Les principales raisons d’un classement en catégorie rouge sont le manque de sécurité, le nombre d’heures supplémentaires qui plus est mal payées, le non respect de l’âge minimum des employés (cet âge minimum dépend de chaque pays) et les problèmes d’hygiène.
Anticiper la mise en place de « Reach »
Depuis plus d’un an, Lafuma a répertorié les produits pouvant éventuellement rentrer dans le cadre de « Reach », la nouvelle réglementation européenne sur les substances chimiques. Elle a interrogé ses fournisseurs sur la nature des substances utilisées et mis un plan d’actions en place avec eux, permettant de répondre, le cas échéant, aux futures obligations.

Un choix délibéré : le transport durable
Lafuma privilégie depuis de nombreuses années le transport fluvial ou maritime et le ferroutage pour l’acheminement et la distribution de ses produits. La marque possède un centre logistique à Saint-Rambert d’Albon (France) et s’appuie sur une plateforme logistique à Hong-Kong.
De l’usine de fabrication aux centres logistiques…
• L’acheminement des produits venant d’Asie vers le centre français s’effectue à 90 % en bateau. Les 10 % restants représentent les échantillons, soumis à des contraintes de temps très serrées, et les livraisons urgentes ou en retard au regard des contraintes des clients. Lafuma cherche actuellement à réduire au maximum ces dernières en anticipant de plus en plus ses commandes auprès de ses fournisseurs.

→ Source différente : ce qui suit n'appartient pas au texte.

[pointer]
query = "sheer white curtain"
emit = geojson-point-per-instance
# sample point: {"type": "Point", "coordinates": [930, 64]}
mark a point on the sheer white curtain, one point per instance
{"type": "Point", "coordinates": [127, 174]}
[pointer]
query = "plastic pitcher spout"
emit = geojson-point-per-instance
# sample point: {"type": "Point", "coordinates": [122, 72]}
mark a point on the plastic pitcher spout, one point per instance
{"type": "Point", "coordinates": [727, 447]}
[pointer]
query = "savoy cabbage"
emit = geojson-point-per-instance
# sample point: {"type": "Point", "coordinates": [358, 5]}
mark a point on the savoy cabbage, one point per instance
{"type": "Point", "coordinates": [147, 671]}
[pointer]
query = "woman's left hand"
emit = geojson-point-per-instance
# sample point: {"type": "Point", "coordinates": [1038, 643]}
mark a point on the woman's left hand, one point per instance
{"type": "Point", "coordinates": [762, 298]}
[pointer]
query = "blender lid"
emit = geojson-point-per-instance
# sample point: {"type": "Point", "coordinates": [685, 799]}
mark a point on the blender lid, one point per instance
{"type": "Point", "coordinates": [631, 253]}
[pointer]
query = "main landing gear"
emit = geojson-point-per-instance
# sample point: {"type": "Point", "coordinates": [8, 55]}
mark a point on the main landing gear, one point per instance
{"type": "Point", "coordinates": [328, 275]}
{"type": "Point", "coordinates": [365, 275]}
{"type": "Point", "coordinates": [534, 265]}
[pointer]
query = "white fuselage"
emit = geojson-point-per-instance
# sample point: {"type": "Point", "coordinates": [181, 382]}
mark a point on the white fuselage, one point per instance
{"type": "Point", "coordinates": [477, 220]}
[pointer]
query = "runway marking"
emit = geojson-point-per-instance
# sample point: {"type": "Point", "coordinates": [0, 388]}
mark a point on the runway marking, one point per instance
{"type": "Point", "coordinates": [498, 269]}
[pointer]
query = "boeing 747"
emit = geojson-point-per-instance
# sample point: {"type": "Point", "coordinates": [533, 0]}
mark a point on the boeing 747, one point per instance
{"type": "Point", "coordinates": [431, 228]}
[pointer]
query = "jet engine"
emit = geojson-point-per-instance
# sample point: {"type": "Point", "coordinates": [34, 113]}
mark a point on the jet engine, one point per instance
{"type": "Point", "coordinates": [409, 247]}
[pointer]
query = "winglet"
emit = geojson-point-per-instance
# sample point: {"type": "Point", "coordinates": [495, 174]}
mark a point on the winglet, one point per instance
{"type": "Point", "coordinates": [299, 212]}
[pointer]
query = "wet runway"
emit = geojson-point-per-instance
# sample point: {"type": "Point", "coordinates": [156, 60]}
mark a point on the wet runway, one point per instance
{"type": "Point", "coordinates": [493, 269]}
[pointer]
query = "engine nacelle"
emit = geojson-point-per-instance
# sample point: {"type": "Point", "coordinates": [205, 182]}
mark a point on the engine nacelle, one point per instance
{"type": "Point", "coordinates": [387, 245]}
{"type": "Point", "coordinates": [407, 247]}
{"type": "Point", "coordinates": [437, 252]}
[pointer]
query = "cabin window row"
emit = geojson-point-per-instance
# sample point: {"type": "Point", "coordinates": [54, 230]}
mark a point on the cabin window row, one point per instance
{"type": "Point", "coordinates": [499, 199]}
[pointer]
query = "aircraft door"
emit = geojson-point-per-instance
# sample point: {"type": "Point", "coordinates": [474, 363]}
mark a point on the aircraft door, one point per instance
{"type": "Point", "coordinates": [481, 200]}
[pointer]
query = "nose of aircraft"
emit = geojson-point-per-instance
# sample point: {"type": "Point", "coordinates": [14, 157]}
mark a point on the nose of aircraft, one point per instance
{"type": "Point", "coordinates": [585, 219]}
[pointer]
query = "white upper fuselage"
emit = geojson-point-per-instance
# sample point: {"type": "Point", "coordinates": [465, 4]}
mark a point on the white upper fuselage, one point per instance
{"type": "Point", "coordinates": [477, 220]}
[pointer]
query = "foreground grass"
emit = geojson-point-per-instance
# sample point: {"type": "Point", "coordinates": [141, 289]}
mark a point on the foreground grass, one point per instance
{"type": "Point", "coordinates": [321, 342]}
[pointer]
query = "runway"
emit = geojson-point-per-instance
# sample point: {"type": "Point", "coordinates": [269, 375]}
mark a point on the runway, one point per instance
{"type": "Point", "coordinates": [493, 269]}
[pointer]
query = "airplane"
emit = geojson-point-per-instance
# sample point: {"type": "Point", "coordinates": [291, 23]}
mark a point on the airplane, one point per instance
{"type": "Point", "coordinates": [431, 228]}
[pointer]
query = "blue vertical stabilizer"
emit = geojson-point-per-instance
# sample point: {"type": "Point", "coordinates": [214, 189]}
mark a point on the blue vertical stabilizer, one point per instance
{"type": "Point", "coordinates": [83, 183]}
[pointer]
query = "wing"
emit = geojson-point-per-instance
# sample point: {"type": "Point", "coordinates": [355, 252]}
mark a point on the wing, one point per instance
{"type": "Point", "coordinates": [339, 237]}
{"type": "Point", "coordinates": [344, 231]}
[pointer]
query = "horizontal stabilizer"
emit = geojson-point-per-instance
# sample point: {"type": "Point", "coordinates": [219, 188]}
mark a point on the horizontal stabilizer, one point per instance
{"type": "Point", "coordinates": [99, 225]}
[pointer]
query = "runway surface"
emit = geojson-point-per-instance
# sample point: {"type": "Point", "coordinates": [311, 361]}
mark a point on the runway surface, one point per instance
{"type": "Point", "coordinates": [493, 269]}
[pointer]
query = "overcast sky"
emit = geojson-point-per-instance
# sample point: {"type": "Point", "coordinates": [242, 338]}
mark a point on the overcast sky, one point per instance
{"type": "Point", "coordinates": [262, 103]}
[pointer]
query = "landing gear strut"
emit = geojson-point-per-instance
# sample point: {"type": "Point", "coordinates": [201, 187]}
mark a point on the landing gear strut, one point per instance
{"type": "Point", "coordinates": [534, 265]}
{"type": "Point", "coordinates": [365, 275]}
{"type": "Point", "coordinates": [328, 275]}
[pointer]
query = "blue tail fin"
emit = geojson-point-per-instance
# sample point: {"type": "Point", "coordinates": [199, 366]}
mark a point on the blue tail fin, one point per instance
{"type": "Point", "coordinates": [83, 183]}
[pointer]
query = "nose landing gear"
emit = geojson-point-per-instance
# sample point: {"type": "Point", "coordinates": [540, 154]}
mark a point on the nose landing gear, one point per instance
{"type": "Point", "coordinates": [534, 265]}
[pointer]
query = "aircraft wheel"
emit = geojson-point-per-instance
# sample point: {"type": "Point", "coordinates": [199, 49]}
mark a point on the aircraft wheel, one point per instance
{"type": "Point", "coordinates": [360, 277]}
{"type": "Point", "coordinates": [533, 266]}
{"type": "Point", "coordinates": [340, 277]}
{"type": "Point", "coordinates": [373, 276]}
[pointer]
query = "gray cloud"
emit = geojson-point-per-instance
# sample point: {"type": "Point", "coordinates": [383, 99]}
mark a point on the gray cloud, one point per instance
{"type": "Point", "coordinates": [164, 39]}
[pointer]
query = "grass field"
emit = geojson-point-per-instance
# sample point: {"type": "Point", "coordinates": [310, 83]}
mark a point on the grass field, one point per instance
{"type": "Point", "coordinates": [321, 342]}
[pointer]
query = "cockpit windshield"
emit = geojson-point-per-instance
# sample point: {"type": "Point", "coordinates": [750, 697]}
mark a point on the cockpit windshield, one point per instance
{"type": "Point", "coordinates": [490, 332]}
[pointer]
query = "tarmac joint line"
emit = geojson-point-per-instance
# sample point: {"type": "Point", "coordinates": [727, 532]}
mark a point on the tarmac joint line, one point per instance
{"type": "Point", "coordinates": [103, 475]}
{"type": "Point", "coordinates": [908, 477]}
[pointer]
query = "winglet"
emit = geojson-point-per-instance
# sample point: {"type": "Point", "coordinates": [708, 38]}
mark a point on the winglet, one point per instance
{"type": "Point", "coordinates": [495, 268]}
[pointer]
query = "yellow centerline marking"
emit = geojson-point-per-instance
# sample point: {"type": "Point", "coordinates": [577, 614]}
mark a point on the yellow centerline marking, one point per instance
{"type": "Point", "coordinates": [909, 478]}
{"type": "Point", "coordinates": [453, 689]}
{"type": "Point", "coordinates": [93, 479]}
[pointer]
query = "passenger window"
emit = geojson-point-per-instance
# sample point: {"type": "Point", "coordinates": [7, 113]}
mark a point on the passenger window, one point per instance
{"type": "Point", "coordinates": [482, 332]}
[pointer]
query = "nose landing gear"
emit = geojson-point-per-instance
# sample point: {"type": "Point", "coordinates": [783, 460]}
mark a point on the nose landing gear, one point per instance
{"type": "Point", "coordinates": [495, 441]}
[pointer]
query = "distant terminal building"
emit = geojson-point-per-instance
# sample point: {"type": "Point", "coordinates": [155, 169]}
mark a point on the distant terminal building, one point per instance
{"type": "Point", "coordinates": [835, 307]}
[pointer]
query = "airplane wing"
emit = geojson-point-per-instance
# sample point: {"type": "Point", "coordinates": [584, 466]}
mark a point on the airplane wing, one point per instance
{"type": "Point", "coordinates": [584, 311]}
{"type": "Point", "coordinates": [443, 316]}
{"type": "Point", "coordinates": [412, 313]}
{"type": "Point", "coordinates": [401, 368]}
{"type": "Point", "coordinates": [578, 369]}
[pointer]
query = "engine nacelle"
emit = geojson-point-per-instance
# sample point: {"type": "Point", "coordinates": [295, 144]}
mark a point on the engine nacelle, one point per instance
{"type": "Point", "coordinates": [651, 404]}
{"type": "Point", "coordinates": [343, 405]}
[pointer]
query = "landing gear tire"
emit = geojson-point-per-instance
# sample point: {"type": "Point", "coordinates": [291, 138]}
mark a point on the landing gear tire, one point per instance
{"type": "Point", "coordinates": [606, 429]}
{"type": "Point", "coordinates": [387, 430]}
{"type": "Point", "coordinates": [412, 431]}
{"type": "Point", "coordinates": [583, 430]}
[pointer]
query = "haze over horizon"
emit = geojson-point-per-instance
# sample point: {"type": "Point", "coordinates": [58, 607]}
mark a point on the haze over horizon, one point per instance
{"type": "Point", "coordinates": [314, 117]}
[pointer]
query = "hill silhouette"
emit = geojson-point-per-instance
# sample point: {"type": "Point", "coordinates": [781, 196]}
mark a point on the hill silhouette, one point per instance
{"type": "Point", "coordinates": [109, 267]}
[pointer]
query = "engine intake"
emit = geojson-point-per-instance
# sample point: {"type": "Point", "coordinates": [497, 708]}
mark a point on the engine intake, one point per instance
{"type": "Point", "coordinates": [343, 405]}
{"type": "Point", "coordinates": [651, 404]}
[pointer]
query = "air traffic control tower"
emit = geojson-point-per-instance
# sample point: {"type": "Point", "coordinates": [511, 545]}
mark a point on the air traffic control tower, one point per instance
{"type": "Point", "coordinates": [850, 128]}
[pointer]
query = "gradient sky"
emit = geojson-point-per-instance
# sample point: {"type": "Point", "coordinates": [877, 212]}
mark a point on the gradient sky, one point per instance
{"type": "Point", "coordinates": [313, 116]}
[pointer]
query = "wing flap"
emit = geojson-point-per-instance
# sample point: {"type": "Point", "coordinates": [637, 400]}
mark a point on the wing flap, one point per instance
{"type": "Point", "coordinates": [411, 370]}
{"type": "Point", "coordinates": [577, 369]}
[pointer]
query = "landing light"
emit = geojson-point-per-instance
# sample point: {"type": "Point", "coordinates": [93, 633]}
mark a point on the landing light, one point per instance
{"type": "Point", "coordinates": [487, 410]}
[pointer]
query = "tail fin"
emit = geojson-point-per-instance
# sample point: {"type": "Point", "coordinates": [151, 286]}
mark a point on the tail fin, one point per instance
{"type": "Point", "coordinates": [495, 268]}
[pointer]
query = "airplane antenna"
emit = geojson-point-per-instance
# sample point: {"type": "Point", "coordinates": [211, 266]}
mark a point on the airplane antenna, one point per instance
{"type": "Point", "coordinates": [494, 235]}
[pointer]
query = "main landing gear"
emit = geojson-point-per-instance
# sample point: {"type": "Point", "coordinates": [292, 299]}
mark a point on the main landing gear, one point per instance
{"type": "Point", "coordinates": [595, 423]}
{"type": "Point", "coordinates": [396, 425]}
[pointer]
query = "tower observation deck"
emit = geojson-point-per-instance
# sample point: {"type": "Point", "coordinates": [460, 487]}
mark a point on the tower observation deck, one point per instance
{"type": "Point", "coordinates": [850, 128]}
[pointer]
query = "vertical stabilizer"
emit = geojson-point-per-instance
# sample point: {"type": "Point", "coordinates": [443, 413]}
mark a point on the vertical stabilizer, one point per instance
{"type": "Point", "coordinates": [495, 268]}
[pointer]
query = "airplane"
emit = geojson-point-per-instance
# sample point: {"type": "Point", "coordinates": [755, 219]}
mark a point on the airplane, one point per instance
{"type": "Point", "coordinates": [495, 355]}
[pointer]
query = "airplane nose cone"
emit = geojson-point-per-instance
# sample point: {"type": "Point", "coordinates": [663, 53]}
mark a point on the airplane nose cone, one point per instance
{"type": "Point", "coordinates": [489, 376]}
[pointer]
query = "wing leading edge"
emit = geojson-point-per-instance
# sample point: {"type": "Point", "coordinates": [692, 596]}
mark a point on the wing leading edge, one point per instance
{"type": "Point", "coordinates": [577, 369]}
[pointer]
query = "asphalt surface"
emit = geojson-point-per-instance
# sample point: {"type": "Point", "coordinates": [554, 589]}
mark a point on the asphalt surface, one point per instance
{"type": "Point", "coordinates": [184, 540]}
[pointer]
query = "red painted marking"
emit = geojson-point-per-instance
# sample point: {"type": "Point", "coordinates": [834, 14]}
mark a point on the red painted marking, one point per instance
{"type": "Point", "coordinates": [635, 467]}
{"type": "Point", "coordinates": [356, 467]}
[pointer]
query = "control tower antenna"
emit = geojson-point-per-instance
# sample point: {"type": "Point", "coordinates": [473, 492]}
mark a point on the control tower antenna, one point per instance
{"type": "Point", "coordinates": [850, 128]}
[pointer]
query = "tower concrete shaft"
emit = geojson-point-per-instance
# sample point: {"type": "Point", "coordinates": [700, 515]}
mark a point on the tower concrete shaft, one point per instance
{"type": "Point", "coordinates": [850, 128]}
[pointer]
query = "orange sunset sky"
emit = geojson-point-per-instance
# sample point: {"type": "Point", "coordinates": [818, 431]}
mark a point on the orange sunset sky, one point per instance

• Tous les produits fabriqués en Asie et à destination des marchés asiatiques ou américains sont par ailleurs directement envoyés au pays destinataire sans transiter par le centre logistique français.
• Les produits réalisés en Afrique du Nord (Tunisie, Maroc…) sont acheminés par bateau via la Méditerranée.
Du centre logistique français aux plateformes ou boutiques…
Lafuma utilise le ferroutage pour ses livraisons sur le Nord de la France (Go Sport, VPC, Outlet Lafuma) et le transport multimodal les acheminements sur le Royaume Uni.
Par ailleurs, pour toutes les livraisons à destination des USA, Lafuma utilise deux trajets : ferroutage de Lyon au Havre, bateau jusqu’à Houston, puis train aux USA ou transport fluvial sur le Rhône entre Lyon et Marseille, bateau jusqu’à Houston, puis train aux USA
Et pour conserver une longueur d’avance, Lafuma réalise actuellement un audit pour optimiser son fret (meilleure utilisation des modes de transport fluvial et ferroviaire, choix des transporteurs engagés dans une démarche responsable, optimisation des plateformes logistiques…).